Node.JS environments don’t have fetch. Ok, so what, I’ll just use node-fetch, right? Yes, but when I was unit testing a VueJS app, this didn’t work. I think it was because of an incompatibility with jsdom. My colleagues and I were getting this error:

TypeError: Cannot set property 'Headers' of undefined
at Object../node_modules/node-fetch/browser.js (/app/public/v2/js/webpack:/node_modules/node-fetch/browser.js:23:1)

We bailed on using node-fetch and opted to just mock the fetch instead.

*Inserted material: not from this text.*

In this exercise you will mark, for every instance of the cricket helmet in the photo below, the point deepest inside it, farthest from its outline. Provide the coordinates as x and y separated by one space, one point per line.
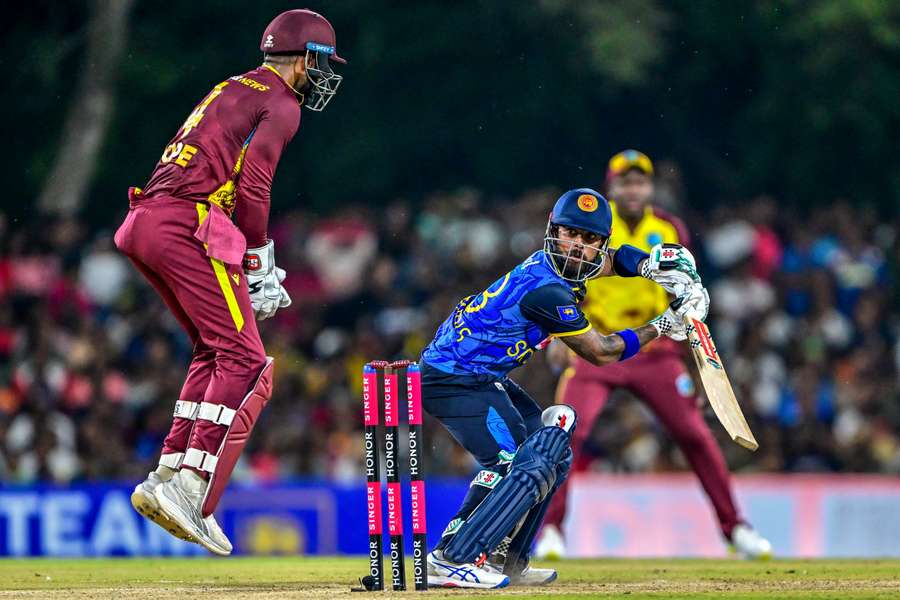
304 31
587 210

# Mocking Fetch in Mocha Tests

  • This example uses Sinon.JS.
  • fetch didn’t exist on global which typescript was complaining about. Using an any type assertion got around this.
  • The json property on a fetch response is actually a function that returns a ~Promise.
interface FakeResponse {
  readonly ok: boolean;
  readonly status: number;
  json(): Promise<any>;
}

describe('something', () => {
  const data = { foo: 'bar' }
  const fakeJson = sinon.fake.resolves(data);
  const fakeResponse: FakeResponse = { ok: true, status: 200, json: fakeJson };
  const fetchStub = sinon.stub();
  fetchStub.withArgs('https://example.com/posts.json').resolves(fakeResponse);

  beforeEach(() =>{
    (<any>global).fetch = fakeFetch;
  })

  afterEach(() => {
    delete (<any>global).fetch;
  })

  it('gets the data', (done) => {
    const someApi = new SomeApi();
    expect(someApi.someMethodThatUsesFetch())
      .to.eventually.deep.equal(data)
      .notify(done);
  })
})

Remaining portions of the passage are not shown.